A mudança de paradigma, na opinião de Pitta e Cunha, passa por apostar “no mar como o principal capital natural do país”. Já que, argumentou, “ao contrário da Suíça ou da Holanda, Portugal não é um país rico em capital financeiro, industrial ou manufaturado”, mas sim “mais rico do que os demais países europeus seguramente em capital natural de origem marinha”.
A mensagem seguiu-se a receber o prémio das mãos do Presidente da República, Marcelo Rebelo de Sousa, numa cerimónia que contou com a presença de Francisco Pedro Balsemão e Emílio Rui Vilar, presidente da Caixa Geral de Depósitos (CGD), assim como de vários ministros e representantes do Governo.
CAPITAL NATURAL, BIOECONOMIA AZUL E ALTERAÇÕES CLIMÁTICAS
Tiago Pitta e Cunha aproveitou o discurso para partilhar o galardão com a Fundação Oceano Azul, que dirige há seis anos, assim como com todos os que o acompanharam nestas mais de duas décadas de dedicação aos oceanos. Entre eles, lembrou Alexandre Soares dos Santos que “compreendeu que o cruzamento do destino de Portugal com os oceanos será mais importante este século”; e o ex-Presidente Cavaco Silva, a quem atribuiu a “normalização” do mar na vida política portuguesa, “numa altura em que o tema era exótico”.
Hoje o mar já não é um tema tão “exótico” e Tiago Pitta e Cunha quer contribuir para “retirar da gaveta do império a geografia avassaladoramente marítima que lá encerrámos há 50 anos” e levar o país a apostar “no nosso capital natural”. Aqui, entram a energia eólica offshore, as novas formas de aquacultura de algas e bivalves ou a biotecnologia marinha à escala industrial.
“O mar é um fator alternativo que vai ser determinante para descarbonizar a energia, os transportes e a indústria da alimentação. Portugal deve compreender isto”, frisou. Para Pitta e Cunha, Portugal tem potencialidades para ser exportador de energia eólica offshore – “ao invés de sobrecarregar mais ainda o território terrestre com parques fotovoltaicos de proporções absurdas “–, para apostar na construção e reparação naval ou ambicionar “fazer de Sines um dos 50 maiores portos do mundo”.
Como “aposta número um do país no mar” aponta para a biotecnologia e bioeconomia azul, “pelo valor acrescentado que pode gerar e pelas condições que encontramos em Portugal, um país rico em biodiversidade marinha”. Em seu entender, estas são as “condições para ser o primeiro hub europeu de bioeconomia azul”.
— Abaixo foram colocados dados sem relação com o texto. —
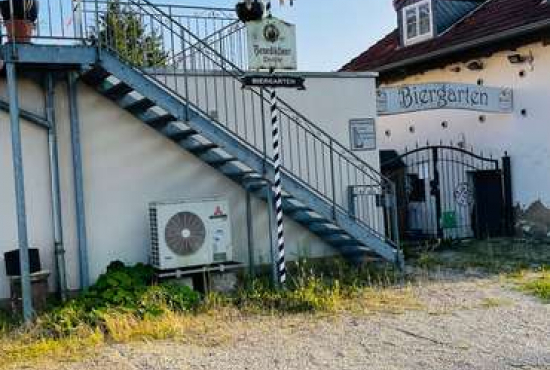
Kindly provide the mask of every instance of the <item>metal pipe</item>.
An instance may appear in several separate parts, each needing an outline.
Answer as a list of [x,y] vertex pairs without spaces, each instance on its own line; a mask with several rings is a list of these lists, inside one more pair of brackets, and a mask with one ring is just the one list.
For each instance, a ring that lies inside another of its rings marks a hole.
[[65,263],[65,246],[63,243],[59,150],[57,146],[57,127],[55,122],[55,81],[51,72],[46,75],[46,118],[50,126],[48,130],[48,154],[50,161],[50,191],[52,194],[52,222],[57,288],[61,299],[65,301],[67,299],[67,266]]
[[246,227],[248,238],[248,269],[252,278],[256,276],[255,259],[254,259],[254,219],[252,217],[252,195],[250,190],[246,190]]
[[267,191],[267,215],[269,223],[269,256],[271,262],[271,278],[273,280],[273,286],[279,286],[279,273],[277,271],[277,259],[275,258],[275,241],[273,240],[273,223],[275,220],[274,198],[271,183],[268,181],[266,184]]
[[21,296],[23,298],[23,318],[30,321],[33,316],[32,292],[29,266],[29,238],[25,207],[25,177],[23,171],[23,148],[21,144],[21,122],[19,121],[19,95],[15,64],[6,63],[8,94],[10,102],[11,142],[13,173],[15,180],[15,203],[17,212],[17,237],[19,261],[21,265]]
[[[9,113],[10,104],[0,99],[0,110],[3,110],[4,112]],[[42,118],[37,114],[29,112],[22,108],[19,108],[19,118],[23,118],[24,120],[29,121],[30,123],[33,123],[41,128],[45,128],[45,129],[50,128],[50,125],[48,124],[46,118]]]
[[69,72],[68,74],[68,95],[71,124],[71,149],[73,156],[74,193],[76,203],[76,227],[78,237],[80,288],[87,289],[90,285],[88,266],[88,238],[86,234],[84,175],[82,170],[82,148],[80,142],[80,120],[78,116],[77,81],[75,72]]

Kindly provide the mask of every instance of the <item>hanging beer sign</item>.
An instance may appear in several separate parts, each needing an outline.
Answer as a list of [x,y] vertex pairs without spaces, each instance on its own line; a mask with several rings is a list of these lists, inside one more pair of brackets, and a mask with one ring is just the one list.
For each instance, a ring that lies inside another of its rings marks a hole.
[[296,26],[271,17],[246,24],[251,70],[296,70]]
[[279,87],[305,90],[305,78],[301,76],[283,76],[277,74],[249,74],[241,78],[243,86]]
[[378,90],[378,114],[391,115],[431,109],[466,109],[489,113],[512,113],[512,89],[431,83],[386,87]]

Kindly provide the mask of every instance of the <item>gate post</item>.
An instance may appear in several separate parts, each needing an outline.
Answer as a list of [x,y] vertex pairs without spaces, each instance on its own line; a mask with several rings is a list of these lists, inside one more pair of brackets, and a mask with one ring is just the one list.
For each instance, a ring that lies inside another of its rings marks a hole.
[[443,216],[443,209],[442,209],[442,203],[441,203],[441,179],[439,177],[439,152],[438,148],[434,147],[432,148],[432,161],[433,161],[433,172],[434,172],[434,179],[431,183],[431,195],[435,197],[435,222],[437,227],[437,237],[440,239],[443,239],[443,228],[441,227],[441,217]]
[[502,181],[504,196],[504,233],[514,236],[514,197],[512,193],[512,161],[508,153],[502,157]]

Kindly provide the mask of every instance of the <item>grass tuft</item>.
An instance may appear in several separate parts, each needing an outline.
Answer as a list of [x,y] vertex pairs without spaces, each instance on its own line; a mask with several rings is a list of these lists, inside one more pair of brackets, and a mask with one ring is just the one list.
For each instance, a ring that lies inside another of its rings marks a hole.
[[516,274],[513,281],[525,293],[550,303],[550,269],[548,267],[537,273],[523,272]]

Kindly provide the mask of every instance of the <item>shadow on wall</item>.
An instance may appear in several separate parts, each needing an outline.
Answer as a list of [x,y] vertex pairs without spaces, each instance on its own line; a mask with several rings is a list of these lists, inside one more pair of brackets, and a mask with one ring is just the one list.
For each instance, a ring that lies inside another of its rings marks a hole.
[[516,231],[530,238],[550,238],[550,208],[540,200],[526,209],[516,206]]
Frisando que vivemos “tempos voláteis” – com uma guerra na Europa em curso, uma pandemia e políticas nacionalistas que ganham terreno – Pitta e Cunha sublinhou a necessidade de “compreensão de que estamos irreversivelmente a delapidar o planeta, em particular o oceano, que é o suporte da nossa e de toda a vida na Terra e que temos a necessidade imperiosa de combater a crise climática, mudando de paradigma económico”. O caminho passa, segundo o laureado, pela passagem de uma economia linear, extrativa, assente na queima de combustíveis fósseis, “para a nova economia verde, circular, assente em energias renováveis, em modelos de consumo mais moderados e em novas dietas alimentares.”
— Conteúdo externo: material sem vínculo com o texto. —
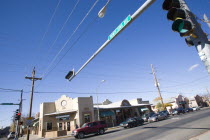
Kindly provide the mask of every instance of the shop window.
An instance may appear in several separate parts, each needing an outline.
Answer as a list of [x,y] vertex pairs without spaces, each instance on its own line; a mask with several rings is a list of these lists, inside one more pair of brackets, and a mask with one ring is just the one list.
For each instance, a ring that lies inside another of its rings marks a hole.
[[62,123],[58,124],[58,130],[61,131],[62,130]]
[[63,130],[66,130],[66,123],[63,124]]
[[67,122],[67,131],[70,131],[70,122]]
[[85,123],[90,122],[90,114],[84,114]]
[[47,122],[47,130],[52,130],[52,123],[51,122]]

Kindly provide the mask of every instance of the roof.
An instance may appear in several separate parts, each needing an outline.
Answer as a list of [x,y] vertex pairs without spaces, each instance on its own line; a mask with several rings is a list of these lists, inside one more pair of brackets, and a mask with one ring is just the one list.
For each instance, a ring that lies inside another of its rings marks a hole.
[[121,102],[116,102],[108,105],[94,105],[94,108],[99,109],[112,109],[112,108],[130,108],[130,107],[138,107],[138,106],[145,106],[145,105],[151,105],[151,104],[138,104],[138,105],[131,105],[131,106],[121,106]]
[[53,112],[53,113],[49,113],[49,114],[45,114],[45,116],[53,116],[53,115],[61,115],[61,114],[66,114],[66,113],[72,113],[72,112],[76,112],[77,110],[66,110],[66,111],[58,111],[58,112]]

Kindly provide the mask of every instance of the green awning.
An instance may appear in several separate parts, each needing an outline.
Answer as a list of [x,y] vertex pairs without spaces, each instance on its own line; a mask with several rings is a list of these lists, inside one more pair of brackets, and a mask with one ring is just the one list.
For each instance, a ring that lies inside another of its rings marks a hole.
[[149,110],[148,108],[141,108],[141,111],[147,111]]
[[114,116],[114,112],[112,112],[112,111],[103,111],[103,112],[100,112],[100,116],[101,117]]

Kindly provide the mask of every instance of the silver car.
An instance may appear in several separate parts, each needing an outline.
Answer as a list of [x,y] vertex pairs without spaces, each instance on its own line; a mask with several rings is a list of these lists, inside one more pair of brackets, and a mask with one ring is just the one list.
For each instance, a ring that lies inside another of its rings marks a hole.
[[163,113],[154,114],[151,117],[149,117],[148,122],[149,123],[151,123],[151,122],[157,122],[157,121],[160,121],[160,120],[164,120],[166,118],[167,118],[166,115],[163,114]]

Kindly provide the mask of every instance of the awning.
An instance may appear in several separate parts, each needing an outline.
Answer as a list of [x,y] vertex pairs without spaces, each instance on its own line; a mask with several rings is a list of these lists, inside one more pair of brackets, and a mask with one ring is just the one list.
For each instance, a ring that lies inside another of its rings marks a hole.
[[114,112],[112,111],[102,111],[100,112],[101,117],[107,117],[107,116],[114,116]]

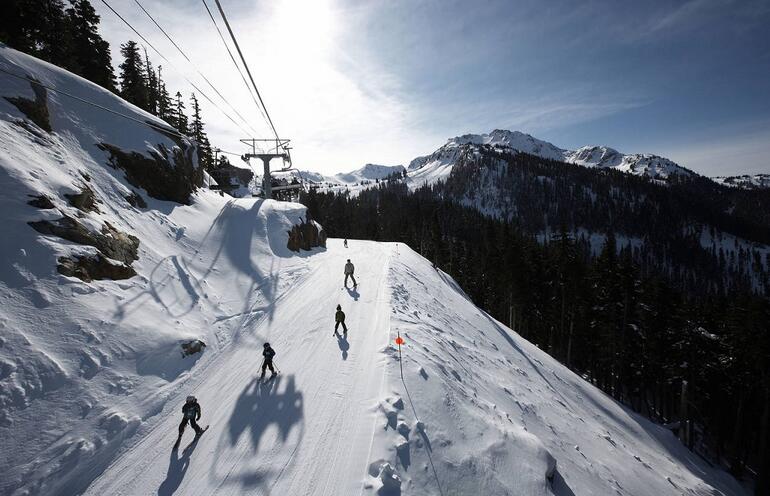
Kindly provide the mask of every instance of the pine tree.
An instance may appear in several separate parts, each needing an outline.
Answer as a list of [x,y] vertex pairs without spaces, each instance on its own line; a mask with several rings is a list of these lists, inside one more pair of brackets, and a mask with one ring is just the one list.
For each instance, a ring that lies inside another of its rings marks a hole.
[[176,124],[177,130],[182,134],[189,134],[189,125],[187,116],[184,113],[184,101],[182,101],[182,93],[176,92],[176,105],[174,107],[174,124]]
[[67,19],[78,74],[103,88],[115,91],[110,45],[99,35],[99,15],[88,0],[71,0]]
[[62,0],[4,2],[0,15],[0,41],[78,73],[70,23]]
[[163,81],[163,66],[158,66],[158,117],[168,122],[171,126],[176,127],[176,120],[174,119],[174,112],[172,109],[173,103],[171,102],[171,96],[166,89],[166,82]]
[[160,88],[158,85],[158,74],[152,68],[150,57],[147,56],[147,49],[144,49],[144,72],[147,76],[147,111],[153,115],[158,115],[158,100],[160,98]]
[[123,62],[120,64],[120,96],[137,107],[148,110],[148,90],[144,63],[135,41],[120,45]]
[[190,123],[190,136],[198,144],[198,157],[200,157],[201,164],[206,170],[210,170],[214,166],[214,159],[211,153],[209,138],[206,136],[206,132],[203,129],[201,107],[195,93],[190,96],[190,102],[192,103],[193,111],[192,122]]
Porque oceanos e alterações climáticas estão ligados, o CEO das Fundação Oceano Azul recordou que se vive hoje “numa corrida contra o tempo”, tendo em conta os dados do último relatório do Painel Intergovernamental para as Alterações Climáticas (IPCC). Este aponta para que as emissões globais de gases de efeito de estufa cheguem ao pico em 2025, para que se consiga ainda atingir o objetivo de travar o aquecimento global a não subir mais de 1,5ºC.
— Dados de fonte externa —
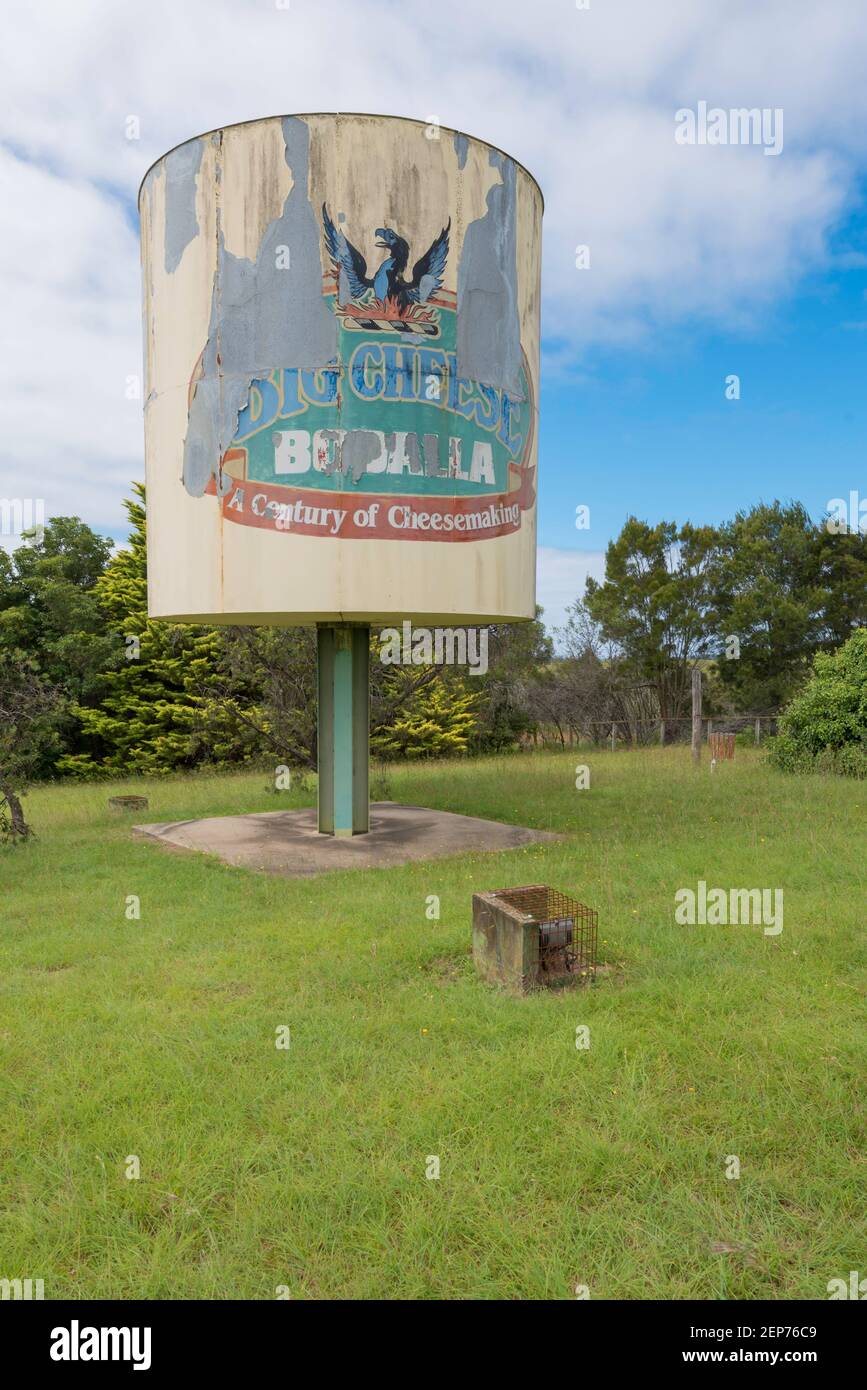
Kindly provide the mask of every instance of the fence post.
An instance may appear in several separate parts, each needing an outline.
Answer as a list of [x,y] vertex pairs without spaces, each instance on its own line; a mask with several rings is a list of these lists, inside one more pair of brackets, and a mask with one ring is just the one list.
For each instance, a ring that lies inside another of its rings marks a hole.
[[692,760],[696,766],[702,760],[702,673],[697,667],[692,673]]

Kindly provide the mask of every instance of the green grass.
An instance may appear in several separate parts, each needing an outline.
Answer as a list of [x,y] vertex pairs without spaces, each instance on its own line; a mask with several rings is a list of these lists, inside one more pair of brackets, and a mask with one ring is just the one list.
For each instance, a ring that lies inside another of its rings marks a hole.
[[[589,791],[574,753],[392,777],[396,801],[563,841],[313,880],[168,853],[106,805],[302,803],[264,774],[33,791],[39,838],[0,849],[0,1277],[46,1298],[821,1300],[863,1270],[867,788],[741,749],[713,776],[685,749],[579,756]],[[675,926],[699,878],[782,887],[785,930]],[[471,894],[535,881],[599,909],[592,988],[475,979]]]

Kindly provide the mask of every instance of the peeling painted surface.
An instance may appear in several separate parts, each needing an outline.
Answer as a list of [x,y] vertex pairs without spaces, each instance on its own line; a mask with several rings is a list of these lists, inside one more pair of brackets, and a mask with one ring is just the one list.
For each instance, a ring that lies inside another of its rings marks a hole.
[[[338,350],[338,325],[321,292],[321,232],[307,197],[310,132],[297,117],[282,128],[293,186],[256,260],[228,252],[217,229],[211,321],[183,449],[183,484],[196,498],[235,438],[253,381],[275,363],[325,367]],[[228,486],[218,480],[220,492]]]
[[485,215],[467,228],[457,277],[457,370],[520,400],[515,165],[499,150],[490,164],[502,183],[488,193]]
[[532,617],[542,199],[425,132],[274,117],[144,179],[154,617]]
[[175,271],[196,236],[196,179],[204,140],[189,140],[165,161],[165,270]]

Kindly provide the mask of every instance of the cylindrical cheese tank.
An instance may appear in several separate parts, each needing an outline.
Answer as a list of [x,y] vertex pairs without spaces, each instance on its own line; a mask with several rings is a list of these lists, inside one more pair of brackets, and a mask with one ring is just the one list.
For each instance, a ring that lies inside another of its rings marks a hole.
[[531,175],[289,115],[179,145],[139,208],[151,617],[534,617]]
Com o relógio do mundo em count down, Pitta e Cunha confia que o século XXI “dará lugar a uma nova revolução, a revolução ambiental, onde a natureza passará de último para primeiro e será integrada na economia”. E nesta equação entra “o mar, o oceano que une todos os continentes e países e é o maior sistema de suporte da vida na Terra”.